Companies that build proper circular processes should not rely solely on recyclers' certifications. Take proactive steps to strengthen your asset recycling processes rather than assuming recycling is being handled correctly.
With an estimated 53 million tons of business electronics generated globally, IT Asset Disposition (ITAD) and e-waste programs have traditionally relied on certification-based assumptions. Certifications signal to environmentally conscious clients that handling end-of-life electronics or e-waste is being done responsibly. However, there are bad actors in the industry, and they have certifications too.
The recycling supply chain's complexities, involving material aggregation and minimum load requirements, can lead to e-waste ending up in dumps instead of being recycled. While certifications like eStewards represent a high standard, companies genuinely invested in building circular processes should do more than rely on these certification programs.
Taking a Proactive Approach
Responsible companies should seek top certifications and conduct thorough due diligence on potential ITAD vendors through competitive RFPs and asking tough questions. Adopting a multi-vendor recycling strategy can help compare results and benchmark performance. Companies should also consider running a pilot project to understand the vendor's capabilities better.
Internal Vigilance and Transparency
Companies should apply the same level of rigor used to vet partners to their own processes and maintain transparency about their findings.

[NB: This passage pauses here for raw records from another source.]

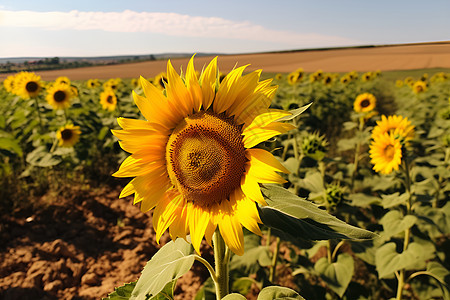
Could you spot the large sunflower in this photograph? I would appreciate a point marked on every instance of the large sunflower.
(394, 124)
(59, 95)
(364, 103)
(386, 153)
(108, 100)
(27, 85)
(191, 157)
(68, 135)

Supply chain transparency is becoming increasingly important, with platforms like Tellerex's SPOTLight revealing end-to-end, real-time asset data and insights. Embracing this level of transparency will allow companies to learn from each other, collaborate on circularity, and hold each other accountable.
Trust but Verify
While certifications and due diligence are crucial, companies should also engage neutral third-party entities to verify their findings. Many industry organizations can provide valuable insights into supply chain operations and suggest improvements.
Certifications should not be the ultimate goal; instead, they should serve as a promise that a company is continuously striving to meet strict standards.
As legislation evolves and the world demands more responsible businesses, companies must proactively contribute to a circular economy.